A scientist tests a small clinical trial (N = 15 per arm) with outcomes that visibly skew right (lognormal-like). Why is Wilcoxon a better default than a t-test for this scenario?
What you now know
Rank-based methods (Wilcoxon rank-sum, signed-rank, Kruskal-Wallis) replace observations with ranks, making them distribution-free and robust. Pitman ARE of Wilcoxon vs t under Normal is 0.955; under any other distribution, Wilcoxon is at least 0.864 and often dominates. Hoeffding's (1948) U-statistic framework gives the general theory. The Hodges-Lehmann estimator pairs robust point estimation with Wilcoxon testing. §8.5 next: kernel density estimation, the nonparametric continuous-distribution estimator.
References
- Wilcoxon, F. (1945). "Individual comparisons by ranking methods." Biometrics Bulletin 1(6), 80–83. (Original.)

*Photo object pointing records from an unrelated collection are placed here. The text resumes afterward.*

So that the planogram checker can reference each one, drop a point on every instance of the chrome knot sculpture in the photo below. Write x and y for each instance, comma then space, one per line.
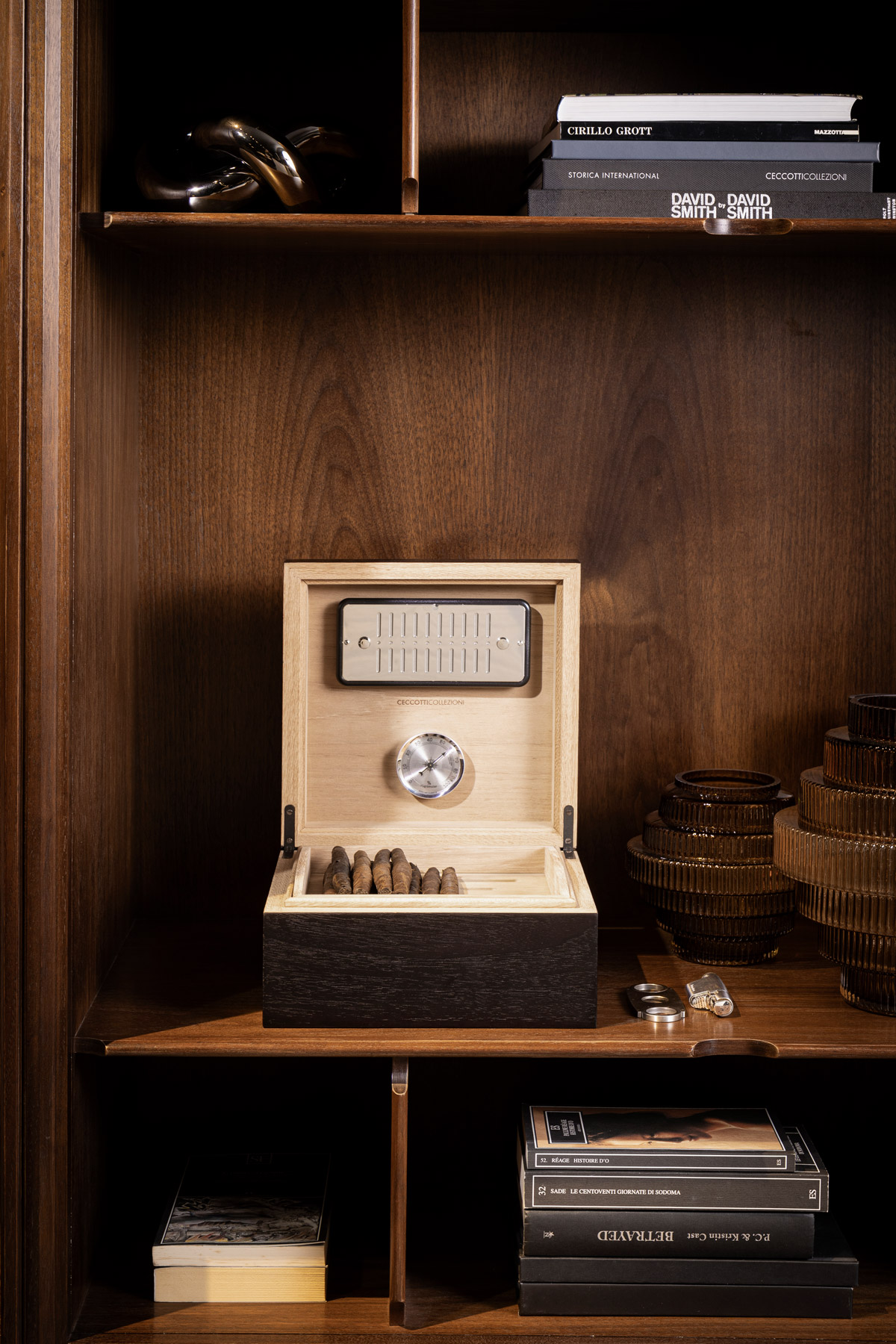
227, 163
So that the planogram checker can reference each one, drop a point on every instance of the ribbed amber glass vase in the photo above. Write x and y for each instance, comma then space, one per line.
704, 862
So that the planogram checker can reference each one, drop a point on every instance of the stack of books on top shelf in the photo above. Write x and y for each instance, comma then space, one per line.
245, 1228
706, 156
676, 1213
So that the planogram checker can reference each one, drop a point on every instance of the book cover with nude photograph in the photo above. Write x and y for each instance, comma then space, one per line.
640, 1137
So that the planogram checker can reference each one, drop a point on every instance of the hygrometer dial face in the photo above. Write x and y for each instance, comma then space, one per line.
430, 765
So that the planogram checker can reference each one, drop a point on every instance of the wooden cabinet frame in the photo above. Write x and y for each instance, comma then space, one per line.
87, 334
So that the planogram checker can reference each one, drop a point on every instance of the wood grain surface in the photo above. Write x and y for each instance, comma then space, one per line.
167, 231
180, 989
13, 335
702, 435
398, 1191
454, 1315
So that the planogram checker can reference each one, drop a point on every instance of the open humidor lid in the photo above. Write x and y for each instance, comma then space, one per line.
341, 741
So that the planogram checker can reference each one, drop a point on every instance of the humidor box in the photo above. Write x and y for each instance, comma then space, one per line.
517, 945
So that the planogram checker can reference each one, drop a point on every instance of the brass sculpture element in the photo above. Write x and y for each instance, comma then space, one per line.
341, 871
361, 874
267, 158
222, 188
252, 156
401, 873
383, 871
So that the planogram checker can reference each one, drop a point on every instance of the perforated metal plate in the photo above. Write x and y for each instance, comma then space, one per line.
420, 641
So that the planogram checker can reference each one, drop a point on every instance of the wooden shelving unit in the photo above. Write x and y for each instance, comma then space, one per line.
706, 423
181, 991
163, 231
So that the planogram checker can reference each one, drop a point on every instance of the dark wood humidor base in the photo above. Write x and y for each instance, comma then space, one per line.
430, 971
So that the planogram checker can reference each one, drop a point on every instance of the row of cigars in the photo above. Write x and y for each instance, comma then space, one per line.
388, 873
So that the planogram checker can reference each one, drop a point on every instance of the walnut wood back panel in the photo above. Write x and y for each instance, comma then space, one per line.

- Mann, H.B., Whitney, D.R. (1947). "On a test of whether one of two random variables is stochastically larger than the other." Annals of Mathematical Statistics 18(1), 50–60.
- Hoeffding, W. (1948). "A class of statistics with asymptotically normal distribution." Annals of Mathematical Statistics 19(3), 293–325. (U-statistics.)
- Hodges, J.L., Lehmann, E.L. (1956). "The efficiency of some nonparametric competitors of the t-test." Annals of Mathematical Statistics 27(2), 324–335.
- Lehmann, E.L. (2006). Nonparametrics: Statistical Methods Based on Ranks (revised). Springer.